Macronutrients are the largest class of nutrients the body requires and include protein, carbohydrates, and fats. If you’ve heard anyone talking about “macros,” they’re referring to these major nutrients. The amounts and ratio of macronutrients a person needs every day vary by age, lifestyle (sedentary, active, or very active), gender, health status, and health goals.

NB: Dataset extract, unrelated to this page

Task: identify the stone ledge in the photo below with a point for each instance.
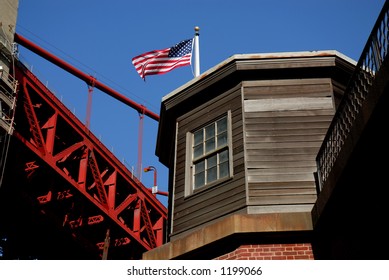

What Are Carbohydrates?                                                                                                                              Carbohydrates include starches, sugars, and fiber. Carbohydrates contain 4 calories (kcal) per gram. Your body uses carbohydrates to fuel your body. Carbohydrates come in two forms: complex and simple. Simple carbohydrates include sugars like table sugar and high fructose corn syrup. Technically, honey and maple syrup also fall into this category. Complex carbohydrates are usually only described as starches that contain fiber, but this simplistic definition includes foods like whole wheat pasta and white potatoes.

What Is Protein?
Protein is the building block responsible for the growth and maintenance of your eyes, skin, hair, nails, organs, and muscle tissue. During digestion, protein is broken down into smaller chains called peptides and individual units called amino acids for absorption.Protein contains 4 calories per gram.

What Is Fat?
Weighing in at 9 calories (kcal) per gram, fat is the densest source of energy in the diet. In the body, fats make up cell membranes, steroids, cholesterol, and 60% of your brain.[7] Fats support the absorption of fat-soluble vitamins, cushion your organs, and act as your largest form of energy storage.